Zhe Chong
Head of Compositing
How would you explain your job to someone who doesn’t know VFX?
Creating visual effects for film and TV requires a lot of people working together, across several different departments and disciplines. My job is to ensure the work we do for a show, as a whole, is achieving our clients' creative goals, while staying within the time and budget alotted. This requires a lot of communication with our department leaders, production teams, and our clients, reviewing work and giving feedback, planning, bidding, and making technical and creative decisions on a daily basis.
What does a day in the life look like?
The days can vary quite a bit depending on the stage of a project. In pre-production there are a lot of client meetings, preparation, planning, and some kind of creative development of an idea. During shooting, I'm on set working with the production team to ensure the visual effects are achievable, answering questions, advising, and gathering data which will later be used for our work. In post, I'm reviewing work done by departments, having feedback sessions with our clients, and will often spend a couple of hours on the box working on a shot or look.

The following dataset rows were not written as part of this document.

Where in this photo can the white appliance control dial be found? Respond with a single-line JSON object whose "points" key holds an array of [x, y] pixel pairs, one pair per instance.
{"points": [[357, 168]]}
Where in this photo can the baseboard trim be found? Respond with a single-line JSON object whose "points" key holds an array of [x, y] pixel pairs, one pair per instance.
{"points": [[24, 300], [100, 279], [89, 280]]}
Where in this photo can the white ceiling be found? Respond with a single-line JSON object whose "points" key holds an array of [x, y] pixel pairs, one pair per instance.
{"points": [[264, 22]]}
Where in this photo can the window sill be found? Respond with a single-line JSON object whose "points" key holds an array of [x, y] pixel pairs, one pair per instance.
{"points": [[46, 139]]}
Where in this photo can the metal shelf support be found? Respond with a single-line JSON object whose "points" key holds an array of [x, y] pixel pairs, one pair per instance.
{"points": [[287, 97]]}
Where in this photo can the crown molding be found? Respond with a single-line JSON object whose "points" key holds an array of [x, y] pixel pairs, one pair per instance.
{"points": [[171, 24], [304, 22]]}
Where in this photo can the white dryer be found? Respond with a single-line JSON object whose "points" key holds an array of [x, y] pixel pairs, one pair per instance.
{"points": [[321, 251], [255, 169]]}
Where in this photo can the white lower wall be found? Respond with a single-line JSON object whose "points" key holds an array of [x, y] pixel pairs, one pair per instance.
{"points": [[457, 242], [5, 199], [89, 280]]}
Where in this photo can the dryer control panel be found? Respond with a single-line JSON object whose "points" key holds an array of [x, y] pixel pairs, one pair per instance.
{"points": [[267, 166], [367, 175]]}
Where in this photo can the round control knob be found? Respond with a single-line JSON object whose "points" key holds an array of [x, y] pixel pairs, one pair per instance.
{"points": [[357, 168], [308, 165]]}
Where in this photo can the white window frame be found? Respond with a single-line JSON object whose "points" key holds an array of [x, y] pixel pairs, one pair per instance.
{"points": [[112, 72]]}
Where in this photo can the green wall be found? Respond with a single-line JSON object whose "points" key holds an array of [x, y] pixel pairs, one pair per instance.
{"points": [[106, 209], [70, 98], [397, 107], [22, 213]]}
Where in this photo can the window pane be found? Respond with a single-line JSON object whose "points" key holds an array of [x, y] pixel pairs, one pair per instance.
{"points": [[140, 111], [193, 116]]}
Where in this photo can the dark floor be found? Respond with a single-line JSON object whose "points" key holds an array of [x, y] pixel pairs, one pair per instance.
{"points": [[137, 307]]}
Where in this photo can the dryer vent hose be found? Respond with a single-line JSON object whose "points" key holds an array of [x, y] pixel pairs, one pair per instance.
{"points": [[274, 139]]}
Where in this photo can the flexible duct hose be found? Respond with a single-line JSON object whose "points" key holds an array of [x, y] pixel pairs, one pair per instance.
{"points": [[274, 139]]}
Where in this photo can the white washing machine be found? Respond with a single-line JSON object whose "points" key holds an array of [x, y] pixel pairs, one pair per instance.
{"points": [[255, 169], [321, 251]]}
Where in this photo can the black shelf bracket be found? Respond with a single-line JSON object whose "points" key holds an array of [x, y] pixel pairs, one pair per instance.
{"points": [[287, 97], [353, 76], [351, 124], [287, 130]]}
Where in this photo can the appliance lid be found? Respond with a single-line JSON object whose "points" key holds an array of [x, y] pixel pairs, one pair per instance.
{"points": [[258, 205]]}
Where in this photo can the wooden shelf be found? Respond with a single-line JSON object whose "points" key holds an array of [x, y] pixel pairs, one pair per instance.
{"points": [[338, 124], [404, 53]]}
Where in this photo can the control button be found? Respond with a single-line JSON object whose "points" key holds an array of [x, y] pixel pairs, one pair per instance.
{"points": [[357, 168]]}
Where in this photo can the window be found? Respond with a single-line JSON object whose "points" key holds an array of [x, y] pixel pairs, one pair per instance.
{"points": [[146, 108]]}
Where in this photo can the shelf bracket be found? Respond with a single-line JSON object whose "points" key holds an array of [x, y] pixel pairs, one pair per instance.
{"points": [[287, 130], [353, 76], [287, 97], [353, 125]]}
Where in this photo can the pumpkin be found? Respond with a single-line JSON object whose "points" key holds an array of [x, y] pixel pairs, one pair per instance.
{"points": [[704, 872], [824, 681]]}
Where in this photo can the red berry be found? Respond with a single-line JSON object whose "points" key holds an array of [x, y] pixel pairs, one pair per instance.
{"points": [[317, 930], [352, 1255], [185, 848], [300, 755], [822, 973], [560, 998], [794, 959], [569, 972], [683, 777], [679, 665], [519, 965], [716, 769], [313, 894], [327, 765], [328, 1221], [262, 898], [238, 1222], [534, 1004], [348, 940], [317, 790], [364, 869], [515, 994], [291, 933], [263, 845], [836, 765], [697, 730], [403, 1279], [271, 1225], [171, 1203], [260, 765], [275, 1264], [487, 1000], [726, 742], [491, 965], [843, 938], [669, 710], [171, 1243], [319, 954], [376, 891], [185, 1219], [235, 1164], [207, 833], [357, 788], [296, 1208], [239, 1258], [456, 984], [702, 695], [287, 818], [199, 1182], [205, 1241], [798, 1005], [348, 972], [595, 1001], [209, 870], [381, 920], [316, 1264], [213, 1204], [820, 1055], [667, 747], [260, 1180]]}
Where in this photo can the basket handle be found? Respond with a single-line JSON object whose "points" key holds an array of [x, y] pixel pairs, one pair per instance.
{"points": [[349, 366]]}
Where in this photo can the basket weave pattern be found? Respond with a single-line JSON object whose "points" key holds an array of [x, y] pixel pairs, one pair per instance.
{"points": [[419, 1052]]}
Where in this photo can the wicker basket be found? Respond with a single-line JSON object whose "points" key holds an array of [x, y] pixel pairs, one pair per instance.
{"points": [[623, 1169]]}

What are some of your favorite projects? Why?
Working on the Horizon film saga was a highlight for me. It was the three big things you want in a project - our client partners were fantastic and we developed a great working relationship, Ingenuity assembled an outstanding team across all departments that made working every day a pleasure, and the work itself was best mix of interesting, challenging, and rewarding. It was also a highlight to meet and work with Kevin Costner on a project he was so passionate about.
Horizon: An American Saga | Warner Bros.
What's something you wish people knew about what you do?
Visual effects is a huge team effort - involving the intersection of so many artistic and technical disciplines. With an international team, I'm often collaborating with people from all different walks of life. A five second effect in a movie, that you may or may not notice, can be the result of dozens if not hundreds of human beings all working together, bringing so many branches of knowledge and experience to that one moment.
What is something that excites you about your career?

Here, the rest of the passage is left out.